Figure 5 Segmentation of an Indonesian utterance, "Kalau dukungan IMF cukup besar terhadap kita" (If support from the IMF is quite big to us), by a linguist, ALN, ALNS, and ALNSA.
ALNS generated 25 segments as indicated by the solid lines. There were three new additional segments, shown by boundaries S1, S2, and S3. It is clear that S1 and S2 are unexpected inserted boundaries, but S3 is an expected boundary that restores the deletion produced by ALN. These results increased the accuracy of ALNS with one correct syllable, but they also increased the number of insertion errors with two unexpected segments.

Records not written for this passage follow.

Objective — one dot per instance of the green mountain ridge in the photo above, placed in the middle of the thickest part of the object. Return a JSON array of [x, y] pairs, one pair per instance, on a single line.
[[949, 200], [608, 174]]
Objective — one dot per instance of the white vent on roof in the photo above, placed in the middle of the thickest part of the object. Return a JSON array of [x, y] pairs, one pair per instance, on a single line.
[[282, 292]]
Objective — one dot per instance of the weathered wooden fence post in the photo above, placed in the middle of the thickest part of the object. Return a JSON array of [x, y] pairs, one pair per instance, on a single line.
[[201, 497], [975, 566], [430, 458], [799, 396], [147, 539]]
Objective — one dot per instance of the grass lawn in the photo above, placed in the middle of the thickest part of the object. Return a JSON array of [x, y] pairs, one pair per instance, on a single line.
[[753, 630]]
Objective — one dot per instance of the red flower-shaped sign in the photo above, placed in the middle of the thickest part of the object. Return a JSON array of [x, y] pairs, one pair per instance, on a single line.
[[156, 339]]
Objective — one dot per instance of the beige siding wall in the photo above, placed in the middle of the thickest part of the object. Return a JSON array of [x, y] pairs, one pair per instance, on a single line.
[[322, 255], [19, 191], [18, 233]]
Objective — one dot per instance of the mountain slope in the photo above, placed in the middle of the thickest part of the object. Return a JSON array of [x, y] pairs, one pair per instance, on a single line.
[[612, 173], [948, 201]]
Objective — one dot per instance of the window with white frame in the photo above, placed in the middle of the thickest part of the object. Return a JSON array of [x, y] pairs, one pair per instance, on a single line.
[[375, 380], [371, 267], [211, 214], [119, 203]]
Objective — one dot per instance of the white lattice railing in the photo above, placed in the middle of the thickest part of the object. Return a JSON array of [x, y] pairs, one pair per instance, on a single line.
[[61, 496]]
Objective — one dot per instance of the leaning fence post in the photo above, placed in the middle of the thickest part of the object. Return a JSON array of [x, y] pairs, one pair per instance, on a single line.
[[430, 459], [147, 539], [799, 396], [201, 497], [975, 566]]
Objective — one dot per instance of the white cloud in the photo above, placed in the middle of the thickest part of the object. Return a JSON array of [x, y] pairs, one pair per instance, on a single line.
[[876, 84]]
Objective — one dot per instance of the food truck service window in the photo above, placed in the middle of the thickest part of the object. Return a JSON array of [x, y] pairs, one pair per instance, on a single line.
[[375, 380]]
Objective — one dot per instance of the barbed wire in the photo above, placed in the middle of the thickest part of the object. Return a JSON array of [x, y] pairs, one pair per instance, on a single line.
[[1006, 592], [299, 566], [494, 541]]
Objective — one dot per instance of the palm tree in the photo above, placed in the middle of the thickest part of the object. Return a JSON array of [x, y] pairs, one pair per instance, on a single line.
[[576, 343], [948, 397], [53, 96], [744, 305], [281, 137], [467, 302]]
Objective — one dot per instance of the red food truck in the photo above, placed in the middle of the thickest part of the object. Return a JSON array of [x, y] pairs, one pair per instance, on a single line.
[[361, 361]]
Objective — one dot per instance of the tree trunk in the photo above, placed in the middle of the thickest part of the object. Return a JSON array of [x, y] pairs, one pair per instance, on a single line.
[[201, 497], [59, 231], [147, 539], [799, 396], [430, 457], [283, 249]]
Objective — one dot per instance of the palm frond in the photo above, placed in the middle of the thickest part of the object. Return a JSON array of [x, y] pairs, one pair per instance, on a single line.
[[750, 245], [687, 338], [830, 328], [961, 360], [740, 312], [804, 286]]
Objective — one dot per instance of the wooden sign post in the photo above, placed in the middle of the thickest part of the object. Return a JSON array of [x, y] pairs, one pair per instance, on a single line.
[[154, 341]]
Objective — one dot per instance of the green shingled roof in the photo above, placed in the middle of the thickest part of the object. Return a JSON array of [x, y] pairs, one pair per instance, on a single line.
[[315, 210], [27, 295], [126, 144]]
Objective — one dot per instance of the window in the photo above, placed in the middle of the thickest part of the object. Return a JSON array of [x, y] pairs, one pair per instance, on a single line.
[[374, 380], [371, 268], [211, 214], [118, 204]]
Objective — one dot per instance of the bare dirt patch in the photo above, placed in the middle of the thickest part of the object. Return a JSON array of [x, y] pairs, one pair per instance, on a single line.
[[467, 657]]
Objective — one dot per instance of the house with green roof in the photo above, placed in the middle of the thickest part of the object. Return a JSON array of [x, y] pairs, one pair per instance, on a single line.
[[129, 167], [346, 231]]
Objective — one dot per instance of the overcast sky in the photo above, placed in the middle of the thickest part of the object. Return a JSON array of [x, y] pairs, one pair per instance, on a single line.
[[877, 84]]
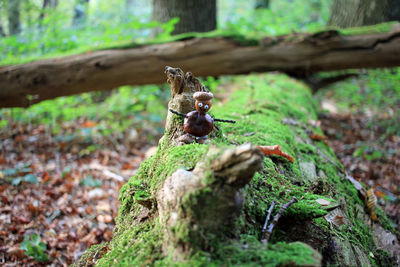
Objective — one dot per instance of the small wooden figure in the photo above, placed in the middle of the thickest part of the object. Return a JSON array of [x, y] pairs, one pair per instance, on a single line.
[[198, 123]]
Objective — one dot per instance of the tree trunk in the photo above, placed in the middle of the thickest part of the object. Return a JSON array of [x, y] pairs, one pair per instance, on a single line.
[[80, 13], [194, 15], [206, 204], [2, 32], [14, 26], [300, 54], [355, 13]]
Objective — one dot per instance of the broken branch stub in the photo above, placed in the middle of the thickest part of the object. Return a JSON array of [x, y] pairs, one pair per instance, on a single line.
[[183, 86]]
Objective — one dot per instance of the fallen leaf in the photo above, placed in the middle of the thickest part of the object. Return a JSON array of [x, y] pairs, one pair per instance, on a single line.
[[88, 124], [104, 218], [16, 252]]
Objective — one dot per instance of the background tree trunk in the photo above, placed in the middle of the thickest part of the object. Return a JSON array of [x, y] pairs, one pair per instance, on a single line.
[[194, 15], [53, 4], [297, 54], [2, 32], [355, 13], [80, 13], [45, 4], [14, 25]]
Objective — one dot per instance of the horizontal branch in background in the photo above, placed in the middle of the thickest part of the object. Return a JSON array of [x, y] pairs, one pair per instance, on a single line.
[[299, 54]]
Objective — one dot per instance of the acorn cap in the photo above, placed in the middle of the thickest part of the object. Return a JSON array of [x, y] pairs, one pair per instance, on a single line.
[[203, 96]]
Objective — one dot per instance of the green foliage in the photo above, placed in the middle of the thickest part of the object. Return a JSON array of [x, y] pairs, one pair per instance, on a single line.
[[283, 17], [34, 247], [113, 113], [90, 181]]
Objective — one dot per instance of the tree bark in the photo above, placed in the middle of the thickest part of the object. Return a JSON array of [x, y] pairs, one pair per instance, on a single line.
[[299, 54], [2, 32], [80, 13], [14, 25], [355, 13], [194, 15], [212, 200], [45, 4]]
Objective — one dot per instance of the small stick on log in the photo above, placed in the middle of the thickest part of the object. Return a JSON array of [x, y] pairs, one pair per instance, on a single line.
[[267, 219], [271, 226]]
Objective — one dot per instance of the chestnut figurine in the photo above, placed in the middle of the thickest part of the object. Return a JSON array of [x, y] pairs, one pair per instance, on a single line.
[[197, 122]]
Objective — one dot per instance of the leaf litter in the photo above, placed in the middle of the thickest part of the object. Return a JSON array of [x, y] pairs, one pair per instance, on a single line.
[[59, 195]]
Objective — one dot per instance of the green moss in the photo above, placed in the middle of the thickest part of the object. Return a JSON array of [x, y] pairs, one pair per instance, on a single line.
[[251, 252], [258, 111]]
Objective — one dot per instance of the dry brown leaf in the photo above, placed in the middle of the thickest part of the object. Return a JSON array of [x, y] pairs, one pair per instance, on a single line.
[[104, 218], [16, 252]]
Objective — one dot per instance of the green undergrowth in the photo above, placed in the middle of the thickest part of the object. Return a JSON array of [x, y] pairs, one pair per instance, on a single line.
[[259, 106]]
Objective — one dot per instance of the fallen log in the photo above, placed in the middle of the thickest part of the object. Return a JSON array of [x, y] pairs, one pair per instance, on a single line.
[[205, 204], [298, 54]]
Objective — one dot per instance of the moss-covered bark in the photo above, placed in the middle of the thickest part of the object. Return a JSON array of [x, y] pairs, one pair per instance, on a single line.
[[261, 107]]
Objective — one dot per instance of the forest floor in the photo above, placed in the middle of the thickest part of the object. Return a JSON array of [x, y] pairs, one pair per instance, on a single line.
[[59, 192]]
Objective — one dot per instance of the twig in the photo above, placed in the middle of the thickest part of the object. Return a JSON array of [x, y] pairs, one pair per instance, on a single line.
[[267, 219], [228, 121], [177, 113], [271, 226]]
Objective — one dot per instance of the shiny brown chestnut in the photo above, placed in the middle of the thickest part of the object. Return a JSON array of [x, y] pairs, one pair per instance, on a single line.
[[198, 123]]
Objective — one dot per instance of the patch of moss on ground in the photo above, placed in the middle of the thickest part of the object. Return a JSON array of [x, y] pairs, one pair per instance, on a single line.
[[258, 108]]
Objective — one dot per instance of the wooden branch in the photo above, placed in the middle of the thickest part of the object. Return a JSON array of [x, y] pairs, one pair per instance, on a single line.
[[267, 234], [23, 85]]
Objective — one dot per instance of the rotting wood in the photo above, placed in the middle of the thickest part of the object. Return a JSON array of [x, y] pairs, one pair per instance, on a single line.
[[300, 54]]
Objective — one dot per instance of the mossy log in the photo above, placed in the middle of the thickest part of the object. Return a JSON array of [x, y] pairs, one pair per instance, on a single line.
[[205, 204], [208, 55]]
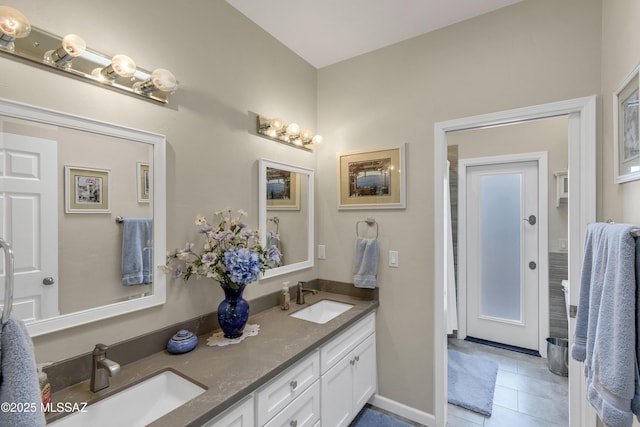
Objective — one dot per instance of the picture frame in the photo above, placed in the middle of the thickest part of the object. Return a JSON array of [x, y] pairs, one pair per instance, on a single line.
[[143, 173], [372, 179], [626, 136], [283, 190], [87, 190]]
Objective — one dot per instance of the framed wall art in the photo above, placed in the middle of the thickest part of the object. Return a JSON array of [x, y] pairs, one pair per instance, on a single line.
[[87, 190], [626, 134], [144, 182], [372, 179], [283, 190]]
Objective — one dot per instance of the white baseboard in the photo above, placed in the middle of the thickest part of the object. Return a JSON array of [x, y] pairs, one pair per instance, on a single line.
[[403, 410]]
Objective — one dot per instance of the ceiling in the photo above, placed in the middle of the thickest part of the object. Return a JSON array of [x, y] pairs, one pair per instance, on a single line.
[[324, 32]]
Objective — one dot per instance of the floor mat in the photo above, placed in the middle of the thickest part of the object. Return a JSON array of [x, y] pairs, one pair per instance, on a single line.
[[471, 382]]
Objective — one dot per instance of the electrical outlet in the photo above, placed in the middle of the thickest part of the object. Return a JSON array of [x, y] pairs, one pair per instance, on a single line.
[[393, 259]]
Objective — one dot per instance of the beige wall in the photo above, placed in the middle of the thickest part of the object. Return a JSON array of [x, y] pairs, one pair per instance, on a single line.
[[620, 55], [549, 135], [227, 68], [529, 53]]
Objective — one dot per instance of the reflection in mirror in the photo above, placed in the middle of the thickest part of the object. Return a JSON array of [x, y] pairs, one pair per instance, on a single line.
[[67, 180], [286, 214]]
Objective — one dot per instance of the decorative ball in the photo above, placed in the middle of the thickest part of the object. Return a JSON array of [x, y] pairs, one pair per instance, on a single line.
[[182, 342]]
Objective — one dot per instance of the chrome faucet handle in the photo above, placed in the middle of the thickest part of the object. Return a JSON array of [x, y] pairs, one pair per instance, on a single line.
[[100, 350]]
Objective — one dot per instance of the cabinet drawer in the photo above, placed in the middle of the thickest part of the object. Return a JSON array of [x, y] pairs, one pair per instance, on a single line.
[[282, 390], [340, 346], [239, 415], [302, 412]]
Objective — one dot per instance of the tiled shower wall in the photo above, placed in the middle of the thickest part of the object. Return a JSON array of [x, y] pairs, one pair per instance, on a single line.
[[558, 271]]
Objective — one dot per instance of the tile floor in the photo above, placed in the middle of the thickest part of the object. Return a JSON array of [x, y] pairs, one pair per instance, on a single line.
[[527, 394]]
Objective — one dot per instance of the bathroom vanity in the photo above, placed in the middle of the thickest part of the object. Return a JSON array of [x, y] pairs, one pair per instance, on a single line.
[[272, 379]]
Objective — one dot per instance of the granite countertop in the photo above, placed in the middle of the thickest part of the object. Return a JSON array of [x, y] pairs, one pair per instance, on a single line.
[[231, 372]]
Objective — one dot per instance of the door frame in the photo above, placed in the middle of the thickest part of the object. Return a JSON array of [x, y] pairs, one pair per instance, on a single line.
[[582, 133], [543, 238]]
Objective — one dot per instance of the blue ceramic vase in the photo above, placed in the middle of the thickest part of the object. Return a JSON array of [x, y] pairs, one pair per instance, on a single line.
[[182, 342], [233, 312]]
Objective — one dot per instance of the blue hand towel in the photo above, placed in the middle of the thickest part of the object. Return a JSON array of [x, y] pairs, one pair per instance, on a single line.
[[605, 335], [366, 263], [137, 237], [19, 383]]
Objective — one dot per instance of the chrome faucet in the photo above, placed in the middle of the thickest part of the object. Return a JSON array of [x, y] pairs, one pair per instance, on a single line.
[[301, 291], [102, 369]]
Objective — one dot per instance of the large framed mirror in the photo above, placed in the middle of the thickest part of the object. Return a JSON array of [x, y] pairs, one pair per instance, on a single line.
[[84, 209], [286, 214]]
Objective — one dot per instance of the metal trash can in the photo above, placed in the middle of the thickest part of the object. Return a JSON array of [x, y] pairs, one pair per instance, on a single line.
[[558, 356]]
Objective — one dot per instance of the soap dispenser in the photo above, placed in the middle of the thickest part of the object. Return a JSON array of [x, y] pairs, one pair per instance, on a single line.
[[285, 298]]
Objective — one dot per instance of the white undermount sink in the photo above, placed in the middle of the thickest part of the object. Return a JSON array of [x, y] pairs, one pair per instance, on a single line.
[[322, 311], [137, 405]]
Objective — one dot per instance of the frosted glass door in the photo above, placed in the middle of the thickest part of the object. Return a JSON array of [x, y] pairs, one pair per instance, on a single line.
[[500, 241], [501, 253]]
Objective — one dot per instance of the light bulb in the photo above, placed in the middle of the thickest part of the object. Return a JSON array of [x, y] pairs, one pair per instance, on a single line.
[[72, 47], [306, 136], [276, 124], [293, 129], [164, 80], [13, 25], [121, 65]]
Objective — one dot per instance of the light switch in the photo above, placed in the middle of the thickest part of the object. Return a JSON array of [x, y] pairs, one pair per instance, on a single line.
[[393, 259]]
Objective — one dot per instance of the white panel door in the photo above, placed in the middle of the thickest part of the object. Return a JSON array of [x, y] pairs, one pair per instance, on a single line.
[[502, 253], [29, 209]]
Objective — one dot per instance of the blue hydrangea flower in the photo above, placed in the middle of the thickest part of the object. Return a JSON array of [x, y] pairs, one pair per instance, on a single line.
[[243, 265], [273, 254]]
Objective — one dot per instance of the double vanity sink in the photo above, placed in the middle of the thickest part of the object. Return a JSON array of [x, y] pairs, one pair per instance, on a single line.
[[138, 405], [192, 388]]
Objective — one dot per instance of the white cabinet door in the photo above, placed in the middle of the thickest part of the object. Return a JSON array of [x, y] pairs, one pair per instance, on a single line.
[[337, 395], [304, 411], [282, 390], [240, 415], [29, 211], [364, 373]]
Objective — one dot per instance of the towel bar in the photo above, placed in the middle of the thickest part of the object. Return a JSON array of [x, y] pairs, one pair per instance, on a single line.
[[370, 222]]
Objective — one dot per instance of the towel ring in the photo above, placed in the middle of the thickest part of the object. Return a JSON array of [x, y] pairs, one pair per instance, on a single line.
[[370, 222]]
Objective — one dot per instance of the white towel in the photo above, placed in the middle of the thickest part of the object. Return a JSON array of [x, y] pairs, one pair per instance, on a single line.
[[606, 323], [366, 263], [137, 256], [19, 384]]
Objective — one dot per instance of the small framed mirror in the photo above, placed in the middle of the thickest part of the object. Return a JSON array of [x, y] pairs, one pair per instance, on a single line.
[[286, 214]]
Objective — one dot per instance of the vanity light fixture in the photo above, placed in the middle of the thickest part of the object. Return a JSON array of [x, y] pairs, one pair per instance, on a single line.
[[161, 79], [289, 134], [13, 25], [71, 56]]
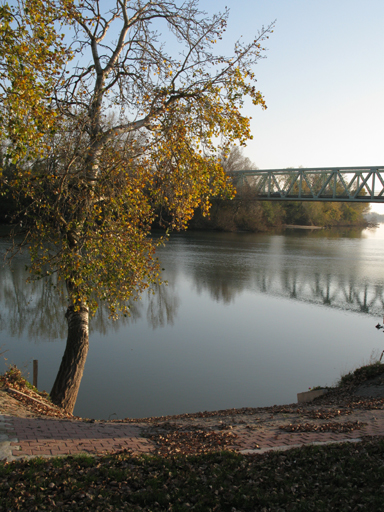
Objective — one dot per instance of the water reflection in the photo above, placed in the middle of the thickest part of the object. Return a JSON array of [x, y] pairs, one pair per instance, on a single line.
[[320, 268], [37, 309]]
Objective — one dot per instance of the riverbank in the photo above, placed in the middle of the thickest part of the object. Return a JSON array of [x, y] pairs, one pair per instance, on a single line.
[[322, 456]]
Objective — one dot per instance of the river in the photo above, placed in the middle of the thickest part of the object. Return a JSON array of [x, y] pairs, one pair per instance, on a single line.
[[246, 320]]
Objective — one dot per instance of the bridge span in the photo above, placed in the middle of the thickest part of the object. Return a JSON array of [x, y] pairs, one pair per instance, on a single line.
[[351, 184]]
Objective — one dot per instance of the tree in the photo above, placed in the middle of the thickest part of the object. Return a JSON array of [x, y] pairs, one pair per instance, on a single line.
[[32, 55], [135, 138]]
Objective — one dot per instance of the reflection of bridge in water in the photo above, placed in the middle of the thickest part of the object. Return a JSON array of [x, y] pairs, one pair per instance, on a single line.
[[327, 290], [345, 184]]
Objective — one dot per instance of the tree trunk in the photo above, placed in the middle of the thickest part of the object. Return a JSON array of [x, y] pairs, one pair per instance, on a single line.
[[67, 383]]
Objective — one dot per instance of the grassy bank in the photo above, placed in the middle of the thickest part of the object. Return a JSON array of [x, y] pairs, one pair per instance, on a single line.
[[339, 477]]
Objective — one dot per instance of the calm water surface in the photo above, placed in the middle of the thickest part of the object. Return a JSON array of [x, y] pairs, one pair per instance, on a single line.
[[246, 320]]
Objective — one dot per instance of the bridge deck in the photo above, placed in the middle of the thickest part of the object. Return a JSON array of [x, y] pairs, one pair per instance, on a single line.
[[347, 184]]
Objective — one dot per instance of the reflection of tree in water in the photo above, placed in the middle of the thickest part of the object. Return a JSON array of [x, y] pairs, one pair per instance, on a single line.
[[38, 309], [163, 304], [229, 268]]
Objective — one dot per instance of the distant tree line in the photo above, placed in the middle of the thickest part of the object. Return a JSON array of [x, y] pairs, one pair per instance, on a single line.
[[246, 213]]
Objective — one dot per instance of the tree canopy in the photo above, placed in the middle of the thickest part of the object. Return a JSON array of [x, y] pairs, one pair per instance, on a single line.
[[113, 115]]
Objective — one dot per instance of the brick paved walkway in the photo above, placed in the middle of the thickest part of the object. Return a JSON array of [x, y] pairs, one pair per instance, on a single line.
[[50, 437], [28, 437]]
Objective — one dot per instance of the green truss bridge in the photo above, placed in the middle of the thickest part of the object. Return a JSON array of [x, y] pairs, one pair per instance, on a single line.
[[352, 184]]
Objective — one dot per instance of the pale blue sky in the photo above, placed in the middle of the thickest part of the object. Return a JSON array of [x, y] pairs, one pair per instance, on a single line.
[[323, 81]]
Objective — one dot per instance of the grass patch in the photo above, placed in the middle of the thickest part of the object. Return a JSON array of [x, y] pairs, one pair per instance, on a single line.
[[13, 378], [362, 374], [338, 477]]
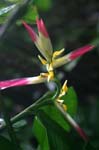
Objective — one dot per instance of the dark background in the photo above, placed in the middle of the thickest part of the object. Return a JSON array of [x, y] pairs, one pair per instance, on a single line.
[[71, 24]]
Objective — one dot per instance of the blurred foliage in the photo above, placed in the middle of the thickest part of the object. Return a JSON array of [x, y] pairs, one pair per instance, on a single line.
[[70, 25]]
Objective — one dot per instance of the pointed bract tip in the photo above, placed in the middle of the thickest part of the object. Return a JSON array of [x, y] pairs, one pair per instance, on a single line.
[[80, 51], [41, 27], [30, 31]]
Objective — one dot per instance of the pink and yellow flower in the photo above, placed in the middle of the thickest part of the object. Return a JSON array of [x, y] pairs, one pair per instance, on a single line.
[[50, 59]]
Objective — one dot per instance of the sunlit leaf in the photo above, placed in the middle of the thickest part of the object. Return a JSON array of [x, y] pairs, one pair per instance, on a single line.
[[4, 12], [70, 99], [46, 130]]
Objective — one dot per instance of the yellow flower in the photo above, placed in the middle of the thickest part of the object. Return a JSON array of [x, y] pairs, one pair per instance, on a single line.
[[63, 91]]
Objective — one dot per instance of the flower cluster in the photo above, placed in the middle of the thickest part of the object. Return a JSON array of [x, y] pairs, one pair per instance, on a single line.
[[51, 59]]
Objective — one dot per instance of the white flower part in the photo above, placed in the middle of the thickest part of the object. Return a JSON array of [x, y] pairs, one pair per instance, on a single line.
[[36, 80]]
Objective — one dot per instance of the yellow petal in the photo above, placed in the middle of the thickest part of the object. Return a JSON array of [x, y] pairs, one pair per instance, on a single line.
[[49, 67], [64, 107], [57, 53], [43, 61], [60, 101], [63, 89], [50, 75]]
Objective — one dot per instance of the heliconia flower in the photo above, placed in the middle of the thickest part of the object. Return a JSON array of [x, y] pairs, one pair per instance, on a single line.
[[21, 82], [63, 91], [72, 55], [42, 40]]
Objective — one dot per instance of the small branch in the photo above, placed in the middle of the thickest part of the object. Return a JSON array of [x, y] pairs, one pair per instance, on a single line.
[[72, 122], [10, 129]]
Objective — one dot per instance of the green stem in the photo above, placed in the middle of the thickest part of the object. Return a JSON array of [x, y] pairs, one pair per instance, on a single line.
[[9, 125]]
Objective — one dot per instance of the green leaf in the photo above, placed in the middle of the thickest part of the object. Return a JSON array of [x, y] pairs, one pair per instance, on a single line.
[[70, 99], [30, 16], [5, 144], [20, 124], [89, 146], [4, 12], [52, 133]]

ALNSA unfortunately performed worse than ALNS by producing 24 segments. It kept the unexpected inserted boundaries S1 and S2, but removed the expected boundary S3. The assimilation procedure in ALNSA did not merge both S1 and S2 into expected previous or next segments, but assimilated the expected S3 into the previous segment instead. This explains why ALNSA gave a lower accuracy than ALNS, as shown in Table 2. The weakness of ALNSA is affected by the assimilation procedure, which, in many cases, keeps unexpected insertions and overmerges expected segments.
5 Conclusions
The proposed local normalization significantly improves the performance of the fuzzy-based smoothing with global normalization, i.e. increasing the accuracy as well as reducing insertion and deletion. Both postprocessing procedures, splitting and assimilation, work in different ways. The splitting of missed short syllables sharply reduces deletion, but slightly increases insertion. On the other hand, assimilation of a single consonant segment into an expected previous or next segment slightly reduces insertion, but increases deletion. Sequential combination of splitting and assimilation unfortunately gives worse accuracy than the splitting procedure alone because the assimilation, in many cases, keeps the unexpected insertions and overmerges the expected segments. Hence, the ASISS with local normalization and splitting procedure (ALNS) gives the highest accuracy. In this research, the values for all parameters of the ASISS systems were manually tuned by observations so that they may not have been optimum. Hence, an optimization technique, such as evolutionary computation, could be performed to get better optimum values. The assimilation procedure should be improved first before combining it sequentially with the splitting procedure.
Acknowledgements
The first author is now a doctoral student in the Computer Science Program, Faculty of Mathematics and Natural Sciences, Gadjah Mada University. He is an employee of Telkom Foundation of Education (Yayasan Pendidikan Telkom, YPT) as a lecturer at the School of Computing, Telkom University (former: Telkom Institute of Technology). This work is supported by YPT with grant number 15/SDM-06/YPT/2013.